Managed to scrape the bottom of the last two remaining kegs (been a brewing drought here over christmas... but back into it this weekend ) & mail off 2 entries.....

California Steam Beer - Which is judged as a Pale Ale!
GT Rice Lager - Specialty

Asher for now


----------



## JasonY (28/1/05)

Well if the heat doesnt kill em I sent an APA and Munich Helles. Heres hoping for a decent score


----------



## mje1980 (28/1/05)

Beerfest is the first comp i have ever entered, and i brewed a nut brown ale.

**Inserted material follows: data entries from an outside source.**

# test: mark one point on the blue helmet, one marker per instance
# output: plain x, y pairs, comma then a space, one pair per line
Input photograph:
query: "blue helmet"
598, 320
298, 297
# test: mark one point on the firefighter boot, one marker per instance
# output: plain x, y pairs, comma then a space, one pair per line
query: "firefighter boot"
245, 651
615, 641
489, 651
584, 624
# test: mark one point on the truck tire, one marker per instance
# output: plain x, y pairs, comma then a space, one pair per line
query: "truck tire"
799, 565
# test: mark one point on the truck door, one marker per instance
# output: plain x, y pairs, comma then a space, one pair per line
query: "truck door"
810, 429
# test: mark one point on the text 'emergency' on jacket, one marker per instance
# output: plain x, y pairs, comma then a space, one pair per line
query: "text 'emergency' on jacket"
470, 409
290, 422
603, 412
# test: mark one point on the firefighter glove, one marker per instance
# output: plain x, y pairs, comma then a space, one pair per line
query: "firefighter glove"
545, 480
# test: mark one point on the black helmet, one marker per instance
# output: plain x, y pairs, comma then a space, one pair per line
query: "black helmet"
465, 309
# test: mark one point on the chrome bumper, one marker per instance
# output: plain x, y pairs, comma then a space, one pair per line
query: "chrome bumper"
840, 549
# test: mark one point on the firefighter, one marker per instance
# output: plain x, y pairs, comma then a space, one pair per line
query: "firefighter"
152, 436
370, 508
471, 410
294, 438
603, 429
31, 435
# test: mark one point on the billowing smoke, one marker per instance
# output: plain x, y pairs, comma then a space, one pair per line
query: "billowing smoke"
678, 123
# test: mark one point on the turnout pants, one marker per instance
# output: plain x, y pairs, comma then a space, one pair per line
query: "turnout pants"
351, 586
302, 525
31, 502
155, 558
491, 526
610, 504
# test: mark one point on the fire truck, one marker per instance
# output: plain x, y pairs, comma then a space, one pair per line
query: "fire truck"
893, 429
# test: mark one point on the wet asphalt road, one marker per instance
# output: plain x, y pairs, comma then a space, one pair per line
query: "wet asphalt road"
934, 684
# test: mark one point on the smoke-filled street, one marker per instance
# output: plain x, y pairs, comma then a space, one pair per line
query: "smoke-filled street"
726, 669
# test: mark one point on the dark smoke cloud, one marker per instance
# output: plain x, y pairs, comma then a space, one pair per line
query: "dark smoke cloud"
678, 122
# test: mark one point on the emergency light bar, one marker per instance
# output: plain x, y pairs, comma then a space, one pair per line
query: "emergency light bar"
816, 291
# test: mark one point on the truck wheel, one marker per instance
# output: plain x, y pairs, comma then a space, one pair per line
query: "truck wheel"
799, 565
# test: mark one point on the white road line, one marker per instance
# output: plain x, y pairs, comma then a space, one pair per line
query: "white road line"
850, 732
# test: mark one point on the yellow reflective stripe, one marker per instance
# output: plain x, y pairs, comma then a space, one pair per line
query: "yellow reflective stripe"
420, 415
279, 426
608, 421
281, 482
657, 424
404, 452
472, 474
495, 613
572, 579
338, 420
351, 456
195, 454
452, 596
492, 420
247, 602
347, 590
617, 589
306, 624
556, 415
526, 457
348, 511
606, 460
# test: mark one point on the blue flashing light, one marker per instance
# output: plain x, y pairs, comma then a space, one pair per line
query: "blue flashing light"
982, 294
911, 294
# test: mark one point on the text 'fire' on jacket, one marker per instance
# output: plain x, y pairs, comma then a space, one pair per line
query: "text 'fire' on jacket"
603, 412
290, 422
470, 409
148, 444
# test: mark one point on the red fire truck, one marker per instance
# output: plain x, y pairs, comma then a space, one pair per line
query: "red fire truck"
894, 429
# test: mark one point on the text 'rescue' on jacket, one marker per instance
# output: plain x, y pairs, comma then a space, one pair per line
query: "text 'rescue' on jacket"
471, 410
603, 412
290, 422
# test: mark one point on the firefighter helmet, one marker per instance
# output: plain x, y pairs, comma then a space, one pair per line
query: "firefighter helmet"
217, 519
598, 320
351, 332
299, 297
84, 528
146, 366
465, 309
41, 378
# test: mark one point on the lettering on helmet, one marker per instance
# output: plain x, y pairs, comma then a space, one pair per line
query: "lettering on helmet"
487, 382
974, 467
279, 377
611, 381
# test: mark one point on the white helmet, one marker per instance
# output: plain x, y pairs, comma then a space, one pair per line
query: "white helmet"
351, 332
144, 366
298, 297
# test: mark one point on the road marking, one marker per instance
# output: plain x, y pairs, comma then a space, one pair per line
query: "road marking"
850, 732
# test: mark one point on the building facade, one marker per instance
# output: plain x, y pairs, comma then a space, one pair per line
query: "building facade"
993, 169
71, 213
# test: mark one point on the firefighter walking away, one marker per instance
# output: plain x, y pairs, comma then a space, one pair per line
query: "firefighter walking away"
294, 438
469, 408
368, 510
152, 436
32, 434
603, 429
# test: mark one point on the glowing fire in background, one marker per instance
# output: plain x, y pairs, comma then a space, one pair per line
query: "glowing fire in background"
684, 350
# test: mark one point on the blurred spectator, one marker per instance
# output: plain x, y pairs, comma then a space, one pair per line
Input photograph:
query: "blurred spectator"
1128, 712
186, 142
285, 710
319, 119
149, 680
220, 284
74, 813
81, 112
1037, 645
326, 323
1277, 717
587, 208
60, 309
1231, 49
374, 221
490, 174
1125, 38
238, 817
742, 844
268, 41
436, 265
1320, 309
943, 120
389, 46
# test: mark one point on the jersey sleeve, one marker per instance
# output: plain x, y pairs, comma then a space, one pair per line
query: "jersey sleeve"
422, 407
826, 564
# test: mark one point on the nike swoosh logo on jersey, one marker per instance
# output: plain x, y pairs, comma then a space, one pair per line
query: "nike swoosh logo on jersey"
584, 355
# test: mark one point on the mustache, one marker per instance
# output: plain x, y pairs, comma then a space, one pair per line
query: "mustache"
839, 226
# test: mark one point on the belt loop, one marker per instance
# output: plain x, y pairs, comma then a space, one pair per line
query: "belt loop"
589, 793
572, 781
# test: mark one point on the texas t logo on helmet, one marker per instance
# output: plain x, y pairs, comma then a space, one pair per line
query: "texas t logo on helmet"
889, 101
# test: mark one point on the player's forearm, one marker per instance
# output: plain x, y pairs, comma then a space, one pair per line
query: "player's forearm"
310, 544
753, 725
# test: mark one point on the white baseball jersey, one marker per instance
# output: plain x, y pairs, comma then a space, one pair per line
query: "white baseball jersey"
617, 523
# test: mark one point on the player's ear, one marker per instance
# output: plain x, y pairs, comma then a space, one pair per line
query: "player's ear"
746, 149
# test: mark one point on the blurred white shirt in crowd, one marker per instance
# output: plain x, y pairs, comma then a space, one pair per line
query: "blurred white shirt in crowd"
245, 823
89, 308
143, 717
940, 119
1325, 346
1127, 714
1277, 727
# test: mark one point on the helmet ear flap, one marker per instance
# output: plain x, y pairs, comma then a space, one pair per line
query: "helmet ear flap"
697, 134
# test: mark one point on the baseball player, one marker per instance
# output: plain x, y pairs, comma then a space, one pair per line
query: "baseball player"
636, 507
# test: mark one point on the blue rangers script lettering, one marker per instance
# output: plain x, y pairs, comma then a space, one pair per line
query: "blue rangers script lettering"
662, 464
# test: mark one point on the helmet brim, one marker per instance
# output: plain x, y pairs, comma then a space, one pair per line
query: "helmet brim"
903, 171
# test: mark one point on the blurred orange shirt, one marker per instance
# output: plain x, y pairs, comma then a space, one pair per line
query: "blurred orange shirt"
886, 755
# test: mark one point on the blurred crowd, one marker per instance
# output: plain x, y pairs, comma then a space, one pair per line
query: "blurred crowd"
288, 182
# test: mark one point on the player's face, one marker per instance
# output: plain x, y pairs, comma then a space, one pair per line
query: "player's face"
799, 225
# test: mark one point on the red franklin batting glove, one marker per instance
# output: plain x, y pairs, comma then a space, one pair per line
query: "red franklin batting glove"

However, when i tasted it, with the guidelines in my hot little hand, it seemed more like a robust porter, so, after asking the wife a few questions ( who is bound to be impartial as she doesnt like the dark stuff!!!), i still entered it, but in the dark ale class as a robust porter!!. Not hoping for anything, just keen to get my beer judged/assessed/commented on by people in the know.


----------



## big d (28/1/05)

sent my one entry in.octoberfest.biggest fears....heat...distance.....and the friggin cost.postage from this far flung place is out there.  


big d B)


----------



## Pyssedas Heavy Industrial (31/1/05)

Hi everyone - have to share my sadness with someone -following the news that the beer that the Pyssedas gang most wanted to enter "Big Black Bertha" [a Russian Imperial Stout" we only had left in stubbies - we tried to rebottle and regas some stubbies into long necks but they did not regas properly - it was the bestest beer we had ever made but now will never be tasted

lesser beers but still entered are "son of bertha" [made with the remenants of bertha's fermenter], bermingham bathwater, and one of the infamous chicken beers - actually not all that nice [which is more a beer problem than a chicken problem if that makes sense]

sigh


----------



## sosman (8/2/05)

Good work PyssedAs. Just remind me which category you entered the chicken beer.

Also did you use chook pellets for bittering?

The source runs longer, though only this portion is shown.